When the industry started hiring professional testers, whose role consisted entirely of systematically running software as a naïve user down each possible path, these problems soon came to light and were quickly corrected. It is now commonplace for developers to release their code to testers, who then raise bugs in function and documentation for the developers to fix prior to general release.

The Aims of the Bioinformatics Testing Consortium

While the use of professional testing in bioinformatics is undoubtedly out of the budgetary constraints of most projects, there are significant parallels to be drawn with the review process of manuscripts. The Bioinformatics Testing Consortium aims to promote and facilitate peer-testing of bioinformatics software prior to publication. A suggested project lifecycle would be as follows:

  1. Dr Doe finishes his novel bioinformatics pipeline and submits it to GitHub for peer-review
  2. The project is registered with a Continuous Integration service such as Travis for automation of building and running of unit tests.
  3. The project is registered with the BTC, where administrators assign available testers to perform a code review and verify the code using supplied test-data sets, with issues raised on GitHub.
  4. Once issues have been resolved or appropriately closed, the repository is branched and tagged and a DOI is generated for use in publications.
  5. The BTC website retains a database of BTC-approved software versions and DOIs.

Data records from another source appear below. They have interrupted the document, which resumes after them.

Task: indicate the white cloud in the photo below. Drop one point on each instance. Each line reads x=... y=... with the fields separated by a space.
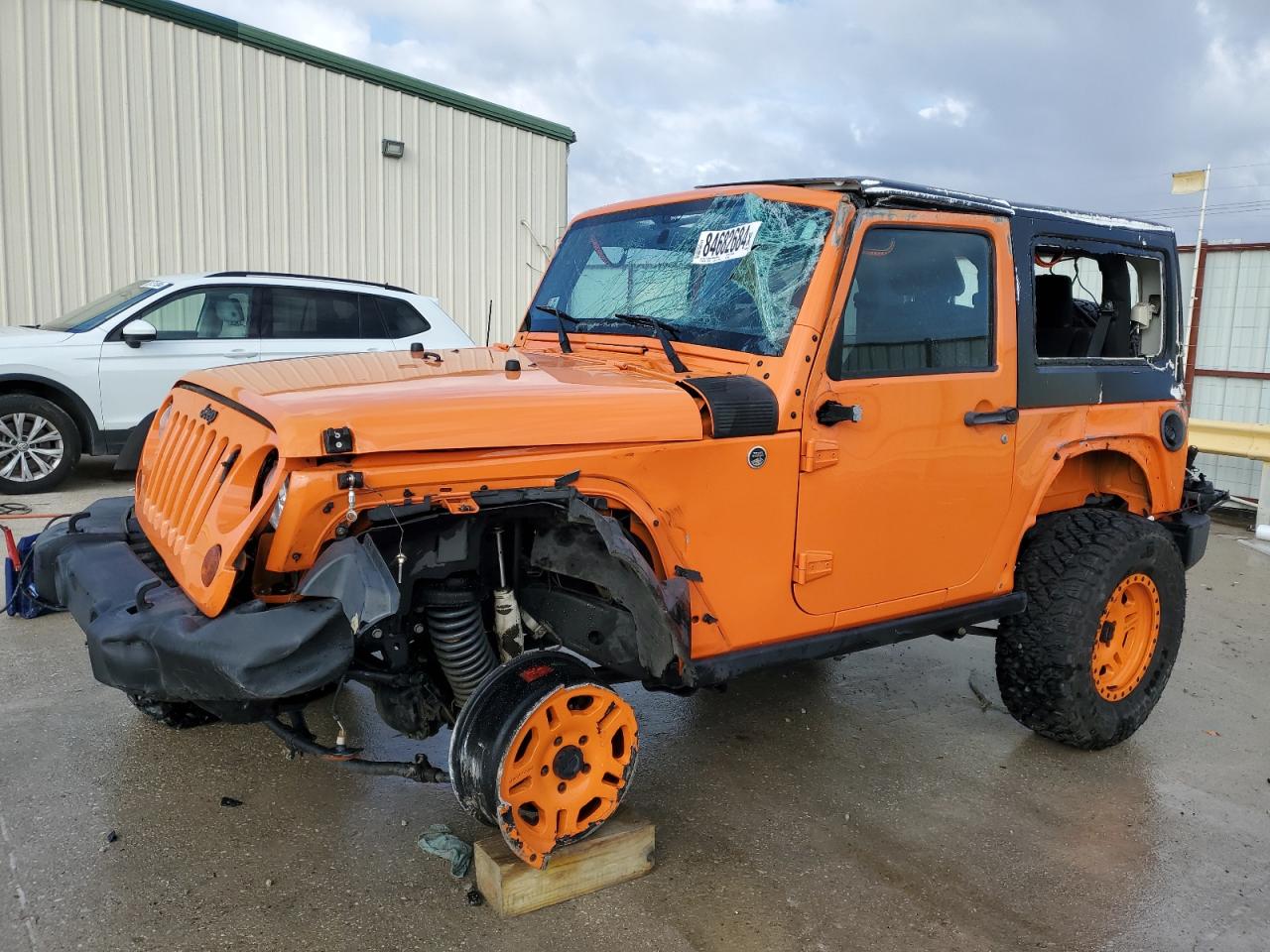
x=665 y=94
x=949 y=109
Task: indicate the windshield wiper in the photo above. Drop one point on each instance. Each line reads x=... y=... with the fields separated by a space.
x=663 y=330
x=561 y=318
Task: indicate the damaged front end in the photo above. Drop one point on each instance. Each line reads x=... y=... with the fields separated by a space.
x=146 y=638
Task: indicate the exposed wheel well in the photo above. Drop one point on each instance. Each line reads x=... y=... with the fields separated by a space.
x=1103 y=477
x=90 y=436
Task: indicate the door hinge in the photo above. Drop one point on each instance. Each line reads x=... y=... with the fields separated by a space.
x=812 y=566
x=818 y=454
x=457 y=503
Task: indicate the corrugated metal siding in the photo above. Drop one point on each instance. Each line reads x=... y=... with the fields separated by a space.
x=1233 y=335
x=132 y=146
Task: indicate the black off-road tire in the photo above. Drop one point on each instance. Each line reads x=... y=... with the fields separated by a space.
x=178 y=715
x=1070 y=565
x=56 y=420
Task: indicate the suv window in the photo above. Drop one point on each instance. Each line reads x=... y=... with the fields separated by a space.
x=318 y=313
x=1096 y=304
x=206 y=313
x=399 y=316
x=921 y=301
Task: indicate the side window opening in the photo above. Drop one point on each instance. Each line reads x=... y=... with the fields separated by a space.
x=920 y=301
x=398 y=317
x=313 y=313
x=207 y=313
x=1097 y=306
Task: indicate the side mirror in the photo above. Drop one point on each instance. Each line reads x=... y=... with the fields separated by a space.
x=139 y=331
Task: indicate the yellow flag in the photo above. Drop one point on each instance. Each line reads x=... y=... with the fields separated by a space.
x=1188 y=181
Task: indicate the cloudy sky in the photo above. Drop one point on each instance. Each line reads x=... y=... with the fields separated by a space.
x=1078 y=103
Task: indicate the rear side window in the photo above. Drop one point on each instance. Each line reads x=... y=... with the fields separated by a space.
x=1095 y=304
x=399 y=316
x=920 y=302
x=313 y=313
x=206 y=313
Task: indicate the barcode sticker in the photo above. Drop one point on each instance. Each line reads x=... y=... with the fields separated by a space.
x=725 y=245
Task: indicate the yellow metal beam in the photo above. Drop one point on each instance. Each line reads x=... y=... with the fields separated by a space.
x=1247 y=439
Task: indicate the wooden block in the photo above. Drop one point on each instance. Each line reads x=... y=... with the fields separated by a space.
x=619 y=851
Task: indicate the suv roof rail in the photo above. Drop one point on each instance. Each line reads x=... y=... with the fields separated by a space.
x=893 y=193
x=906 y=194
x=310 y=277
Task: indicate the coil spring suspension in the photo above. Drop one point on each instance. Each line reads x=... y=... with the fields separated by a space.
x=457 y=633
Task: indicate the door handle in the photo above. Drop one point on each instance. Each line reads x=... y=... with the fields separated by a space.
x=1005 y=416
x=833 y=413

Post-Continuous Integration testing will follow a model similar to the reviewing consortium for the journal Standards in Genomic Sciences (SIGS) and consist of a core set of volunteer reviewers from a wide range of disciplines and computational experience. As public GitHub repositories, projects would also be open to public testing, which would be promoted via the BTC twitter feed at the request of the scientist.

The Benefits

The benefits to the developer of such as system would include fewer setup query emails; improved confidence in deployment; suggestions on how to improve the efficiency of algorithms used and exposure of the software to a broader range of data, improving applicability and ultimately, a stamp of approval that their codebase has been rigorously tested. End-users would ultimately benefit from better quality software with lower activation energy, broadening bioinformatics accessibility to those who are confounded at the first compilation error. Journals would benefit as the codebase presented in the manuscript would be more stable and thus less subject to changes from the reported methods.